Congratulations to our PhD student Hu Yao for successfully passing his PhD oral defense
Jul 2024
Hu Yao's doctoral defense focused on the research topic "Privacy-Preserving Deep Learning for Medical Image Analysis under Data Scarcity." During his doctoral studies, Hu Yao was devoted to investigating and designing effective privacy-preserving deep learning frameworks to solve the data scarcity problem from various perspectives, including federated learning (FL), source-free transfer learning (SFTL), and non-sensitive images utilization, for building efficient computer-aided diagnosis (CAD) models. His innovative achievements include: (1) Proposing a federated multi-task learning framework to exploit cross-institutional information compensation and data diversity in related mental disorders without compromising data privacy. (2) Proposing the first SFTL framework for CAD of mental disorders by utilizing inter-domain knowledge and exploring the unlabeled source data without private data transfer. (3) Developing a nature image-assisted framework for limited X-ray classification by formulating the CAD model training as an SSDA problem between X-ray data and the natural images. (4) Developing a heterogeneous structured FL framework to further meet the need of personalized models by pioneering the use of natural images as a proxy dataset to facilitate knowledge transfer from diverse heterogeneous local models to the global model.

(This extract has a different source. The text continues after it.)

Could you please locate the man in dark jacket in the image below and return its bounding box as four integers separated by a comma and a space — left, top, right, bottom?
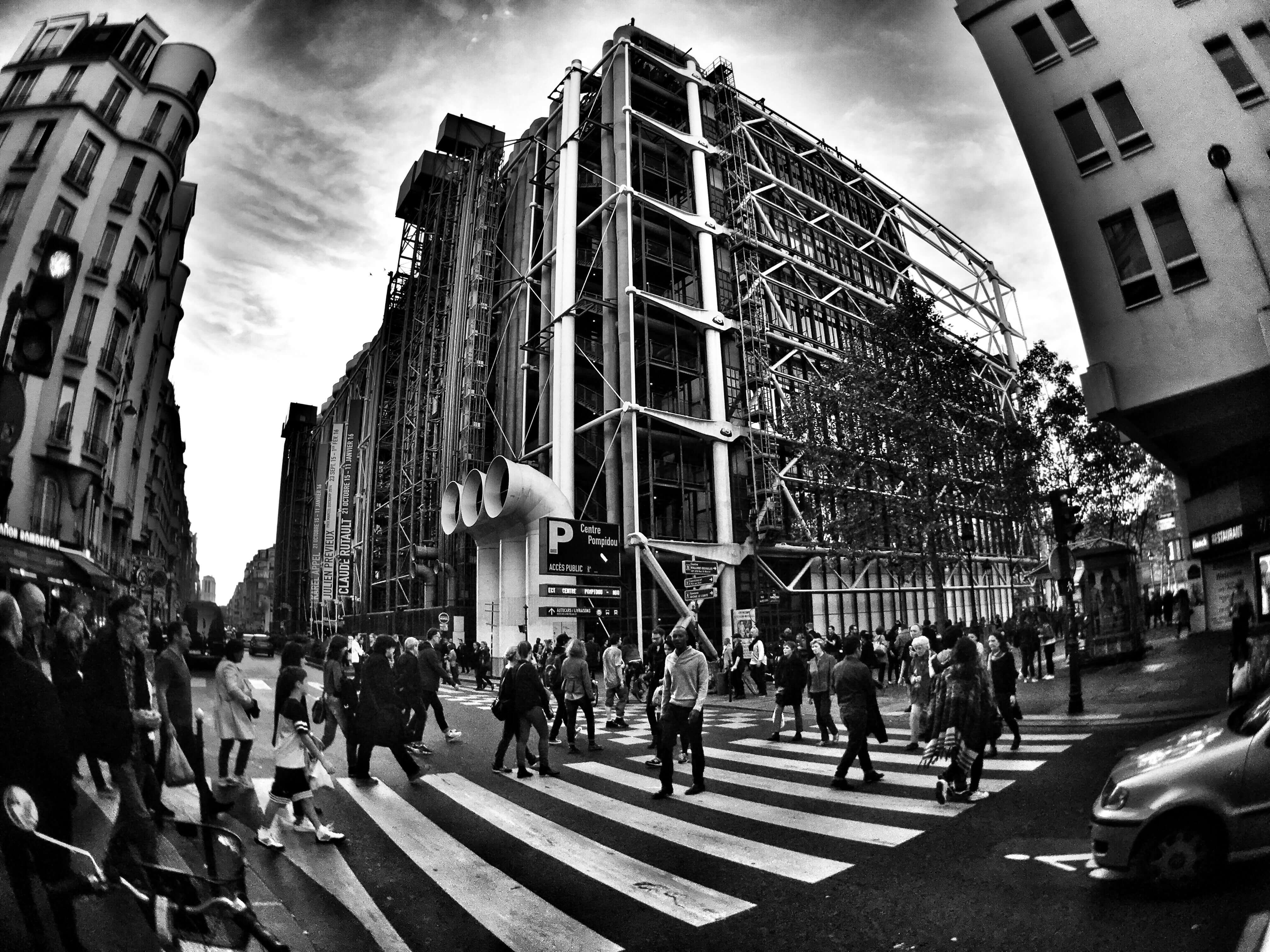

Hu Yao received the B.S. degree in mining engineering and the M.Sc. degree in control science and engineering from the China University of Mining and Technology, Xuzhou, China, in 2017 and 2020, respectively. His current research focus is on privacy-preserving domain adaptation, federated learning, and the applied deep learning for medical image analysis. He has published four papers in prestigious research journals, as the first or corresponding author, including IEEE Transactions on Pattern Analysis and Machine Intelligence (IF: 23.6), IEEE Transactions on Emerging Topics in Computational Intelligence (IF: 5.3), and IEEE Transactions on Biomedical Engineering (IF: 4.54). Additionally, Hu Yao has granted six national invention patents.
Dr. Hu will join The Hong Kong Polytechnic University as a postdoctoral fellow, where he will continue his research in few-shot learning, medical image analysis, and the application of medical deep learning. Wishing him to have a fruitful and fulfilling postdoc journey ahead!